Nor are we all that certain about Russia’s democratic credentials. On the whole, some of us might listen to last Saturday’s demonstrators in Pushkin Square (shades of the old dissidents), who were protesting about Putin’s policy in Chechnya and his solution to the terrorist problems: abolish regional gubernatorial elections. We might also think twice about the democratic credentials of a country where most of the media is controlled by the state directly or indirectly and where every large business has a chum of the President sitting on its board, the latest one acquiring a member of the siloviki being Aeroflot.

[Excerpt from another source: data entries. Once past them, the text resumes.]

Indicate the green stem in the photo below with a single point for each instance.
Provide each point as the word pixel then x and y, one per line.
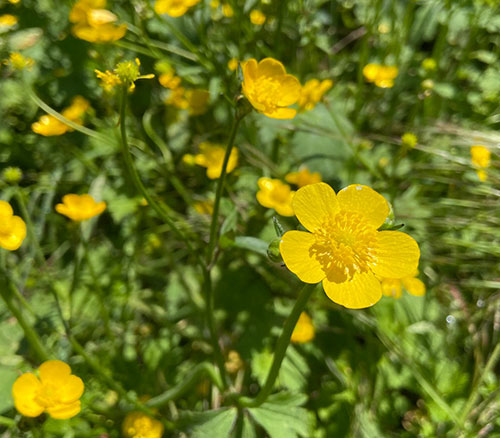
pixel 281 347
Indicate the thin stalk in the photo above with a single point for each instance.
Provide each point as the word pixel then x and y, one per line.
pixel 281 347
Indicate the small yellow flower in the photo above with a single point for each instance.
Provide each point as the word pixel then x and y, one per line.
pixel 211 156
pixel 393 287
pixel 304 330
pixel 12 228
pixel 312 92
pixel 269 88
pixel 275 194
pixel 257 17
pixel 383 76
pixel 80 207
pixel 174 8
pixel 409 139
pixel 303 177
pixel 343 247
pixel 56 391
pixel 140 425
pixel 95 24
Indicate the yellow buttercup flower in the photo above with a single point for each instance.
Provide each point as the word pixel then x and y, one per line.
pixel 12 228
pixel 80 207
pixel 275 194
pixel 257 17
pixel 94 23
pixel 174 8
pixel 312 92
pixel 382 75
pixel 56 391
pixel 269 88
pixel 303 177
pixel 140 425
pixel 304 330
pixel 211 156
pixel 393 287
pixel 343 247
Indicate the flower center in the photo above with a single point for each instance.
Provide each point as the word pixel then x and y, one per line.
pixel 345 244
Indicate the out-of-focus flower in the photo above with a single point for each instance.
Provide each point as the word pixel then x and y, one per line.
pixel 12 228
pixel 269 88
pixel 257 17
pixel 312 92
pixel 211 156
pixel 94 23
pixel 303 177
pixel 393 287
pixel 275 194
pixel 382 75
pixel 140 425
pixel 56 391
pixel 409 139
pixel 80 207
pixel 343 247
pixel 174 8
pixel 304 330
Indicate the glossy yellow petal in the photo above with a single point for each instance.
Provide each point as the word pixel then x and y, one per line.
pixel 396 256
pixel 366 201
pixel 295 248
pixel 314 204
pixel 362 291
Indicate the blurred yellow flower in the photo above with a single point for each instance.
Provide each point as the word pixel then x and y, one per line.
pixel 304 330
pixel 393 287
pixel 140 425
pixel 80 207
pixel 312 92
pixel 383 76
pixel 174 8
pixel 269 88
pixel 56 391
pixel 257 17
pixel 343 247
pixel 211 156
pixel 12 228
pixel 275 194
pixel 303 177
pixel 95 24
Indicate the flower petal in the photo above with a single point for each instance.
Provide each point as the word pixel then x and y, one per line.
pixel 366 201
pixel 397 255
pixel 314 204
pixel 362 291
pixel 295 248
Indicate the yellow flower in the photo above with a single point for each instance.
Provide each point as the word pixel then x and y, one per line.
pixel 174 8
pixel 80 207
pixel 383 76
pixel 211 156
pixel 140 425
pixel 312 92
pixel 304 330
pixel 343 247
pixel 257 17
pixel 269 88
pixel 56 391
pixel 303 177
pixel 12 228
pixel 275 194
pixel 393 287
pixel 95 24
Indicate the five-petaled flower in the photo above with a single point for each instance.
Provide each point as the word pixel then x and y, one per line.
pixel 269 88
pixel 12 228
pixel 80 207
pixel 343 248
pixel 56 391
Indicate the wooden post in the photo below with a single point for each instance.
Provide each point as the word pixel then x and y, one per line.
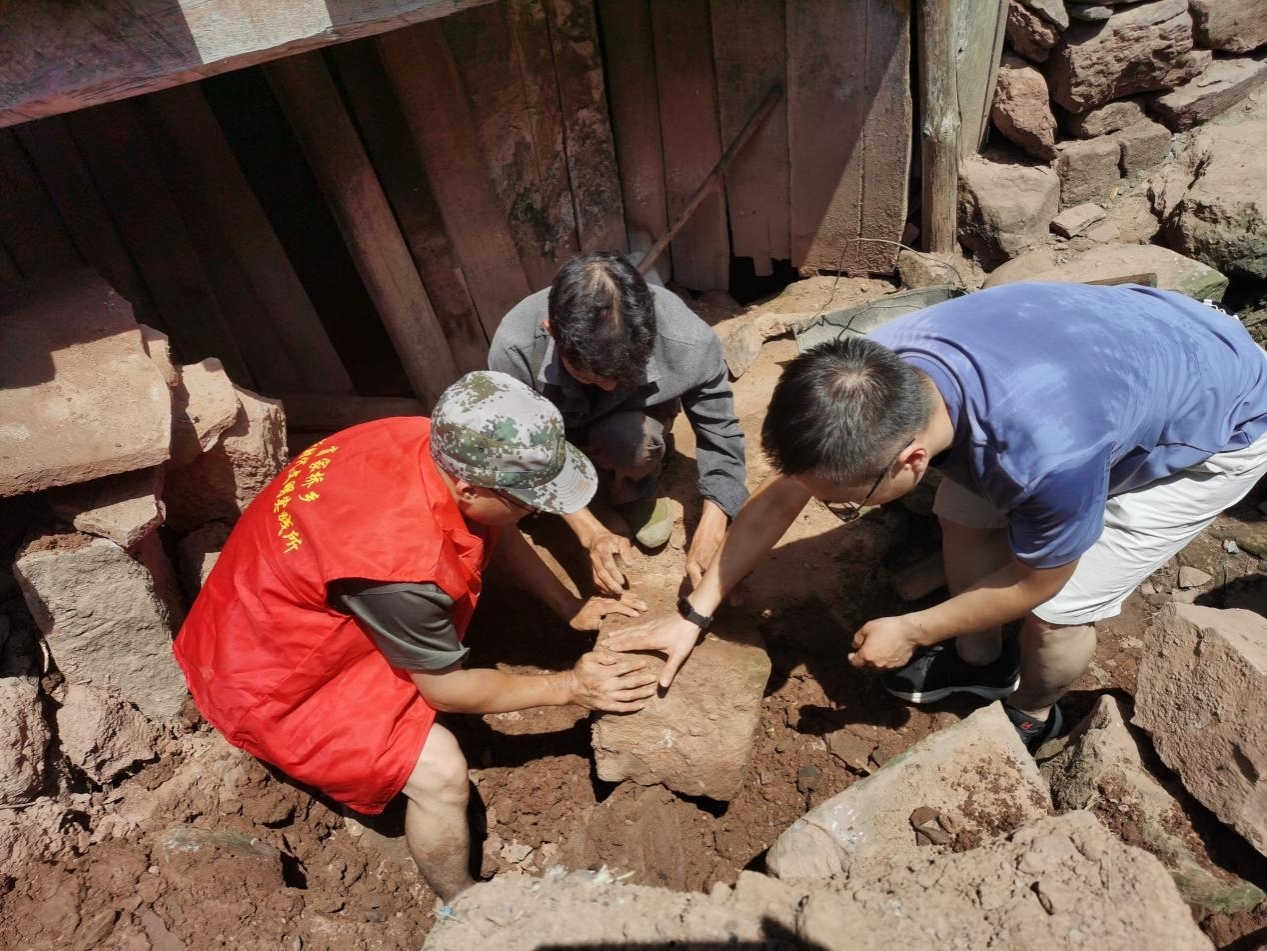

Signor Casini did not stop there in what, one assumes, must have been an unfortunate Italianate oratorical flourish:

“Your great country is instrumental to the stability of crucial quadrants of the world in view of its historic influence over parts of the Middle East, Central Asia and the Caucasus. Your diplomacy has succeeded in unravelling difficult situations, such the transition in Georgia. [...] What matters most is Russia's irreversible commitment to democratising politics, to access the free market, and to pursue euro-Atlantic integration. Not an easy choice and not one that can only be implemented gradually thanks to a greater awareness among the Russian people and thanks to the firm commitment of the Duma.”
Is Signor Casini listening to himself? Surely not. Russia’s influence in the Middle East has been even more baneful than that of the EU, in its support for the worst regimes and many terrorist groups. And that is not even beginning to describe Russia’s role in Iraq and in the oil-for-food scandal.

In Central Asia, Putin’s concern has been largely to establish economic and, above all, military bases in the post-Soviet, supposedly independent republics. In the Caucasus … ah, yes the Caucasus, as bloody a mess as anyone has seen for a century or so. Has Signor Casini not heard of Chechnya, Dagestan, Northern Ossetia, Northern Cherkessk? Does he not know of Russia’s role and behaviour in all these places? Clearly not. Though he had heard of Beslan, so why not about the rest of it?

Georgia? Far from unravelling the still rather ravelled situation, Russia has armed, financed and otherwise supported the various rebel groups in Abkhazia, and has tried to use the problems thus caused to move its troops into Georgia itself.

As for Russia’s irreversible commitment to either democracy or free markets, well, only someone who speaks on behalf of the EU can possibly even say that, never mind believe it. The truth is that democracy is gradually and not so slowly being rolled back in Russia and that famous access to the free markets is hampered by ever tightening state control, not to mention threats of phony criminal charges. The EU has not, perhaps, reached that level. In particular, it cannot control the media (but then, it probably does not need to and, even if it does, it prefers to use carrots rather than sticks as my colleague’s blog explained). It prefers to rule by regulation rather than direct control of economic entities. But its understanding of freedom and, indeed, democracy (remember that deficit?) is on the low side.